Function of $sinhx$ is always less than $coshx$, so $tanhx$ is always less than $1$. It gets closer to it as $x$ gets larger, but never reaches it.

**For negative $x$
**Similarly as before, as $x$ gets more and more negative, $sinh \approx -coshx$. Put that into definition of $tanhx$, we can see

$tanhx \approx -1$, for large negative $x$.

Since $sinhx$ is always greater than $-coshx$, $tanhx$ is always greater than $-1$. It gets closer to it as $x$ gets larger, but never reaches it.

Finally, lets sketch the graph of $tanhx$.

Notice that $tanhx$ is also an odd function, $tanh(-x)=-tanh(x)$.

#### Hyperbolic cotangent, $coth$

Hyperbolic cotangent is a function $coth: \mathbb{R} \backslash \{0\} \rightarrow (-\infty,-1) \cup (1,+\infty)$ defined with

$$\displaystyle{cothx=\frac{coshx}{sinhx}=\frac{e^{x}+e^{-x}}{e^{x}-e^{-x}}}$$

To make the sketching easier, we’ll try to write the fraction a little bit different:

$$\displaystyle{cothx=\frac{e^{x}+e^{-x}}{e^{x}-e^{-x}}= \frac{e^{x}-e^{-x}+2e^{-x}}{e^{x}-e^{-x}}= 1+ \frac{2e^{-x}}{e^{x}-e^{-x}}}$$

Now let’s evaluate this new representation of $cothx$.

**For $x=0$**, $\displaystyle{coth0= 1+ \frac{2e^{-0}}{e^{0}-e^{-0}} = \frac{2}{1-1}}$ is undefined!
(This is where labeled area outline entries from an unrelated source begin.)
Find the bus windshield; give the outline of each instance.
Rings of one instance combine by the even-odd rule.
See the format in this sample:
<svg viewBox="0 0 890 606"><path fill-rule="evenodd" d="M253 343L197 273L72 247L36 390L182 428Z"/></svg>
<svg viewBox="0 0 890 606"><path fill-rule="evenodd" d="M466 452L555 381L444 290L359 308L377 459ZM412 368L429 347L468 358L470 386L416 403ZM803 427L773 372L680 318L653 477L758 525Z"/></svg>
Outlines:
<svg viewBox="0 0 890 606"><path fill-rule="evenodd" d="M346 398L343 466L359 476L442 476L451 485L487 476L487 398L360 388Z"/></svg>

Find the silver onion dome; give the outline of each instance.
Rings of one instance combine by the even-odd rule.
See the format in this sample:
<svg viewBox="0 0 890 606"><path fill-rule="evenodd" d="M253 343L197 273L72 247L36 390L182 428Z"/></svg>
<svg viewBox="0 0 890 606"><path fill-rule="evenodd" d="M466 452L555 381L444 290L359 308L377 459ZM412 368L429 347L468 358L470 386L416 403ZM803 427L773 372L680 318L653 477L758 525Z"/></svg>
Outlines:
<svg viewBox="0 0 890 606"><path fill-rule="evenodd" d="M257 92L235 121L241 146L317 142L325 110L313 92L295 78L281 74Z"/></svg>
As a result, we should have a vertical asymptotic line at $x=0$.

**For positive $x$
**What happens when $x$ approaches $+\infty$? Lets take a look at fraction $\displaystyle{\frac{2e^{-x}}{e^{x}-e^{-x}}}$. For $x \rightarrow +\infty $ the numerator $2e^{-x}$approaches $0$. As a result, the whole fraction goes to $0$. Now just add the remaining part of $cothx$ representation, $1+0$ and we have that $\displaystyle{1+ \frac{2e^{-x}}{e^{x}-e^{-x}}} \rightarrow 1$, as $x$ approaches $+\infty$.

However, $cothx$ never reaches $1$, which leaves us with asymptotic line for $y=1$.

**For negative $x$
**As $x$ approaches $-\infty$ the whole fraction $\displaystyle{1+\frac{2e^{-x}}{e^{x}-e^{-x}}}$ goes to $-1$. Why is that?

As $x$ gets more and more negative, fraction $\displaystyle{\frac{2e^{-x}}{e^{x}-e^{-x}}}$ approaches $-2$. When we add $1+(-2)$ we get that $\displaystyle{1+\frac{2e^{-x}}{e^{x}-e^{-x}}} \rightarrow -1$, for $x \rightarrow -\infty$.

However, $cothx$ never reaches $-1$, which leaves us with asymptotic line for $y=-1$.

Now we know enough to sketch the graph. It would look like this:

As we can see, hyperbolic cotangent is an odd function, meaning $coth(-x)=-coth(x)$.

And finally, we will briefly mention hyperbolic secant and cosecant.

#### Hyperbolic secant, $sech$

Hyperbolic secant is a function $sech: \mathbb{R} \rightarrow (0,1) $ defined with

$$\displaystyle{sechx=\frac{1}{coshx}=\frac{2}{e^{x}+e^{-x}}}$$

Graph looks like this:

The second even function in this family of functions is hyperbolic secant, $sech(-x)=sech(x)$.

That’s because it’s directly connected to $coshx$.

#### Hyperbolic cosecant, $csch$ or $cosech$

Hyperbolic cosecant is a function $csch: (-\infty,-1) \cup (1,+\infty) \rightarrow \mathbb{R} \backslash \{0\}$

$$\displaystyle{cschx=\frac{1}{sinhx}=\frac{2}{e^{x}-e^{-x}}}$$

As we can see from the graph, it’s an odd function, meaning $csch(-x)=-csch(x)$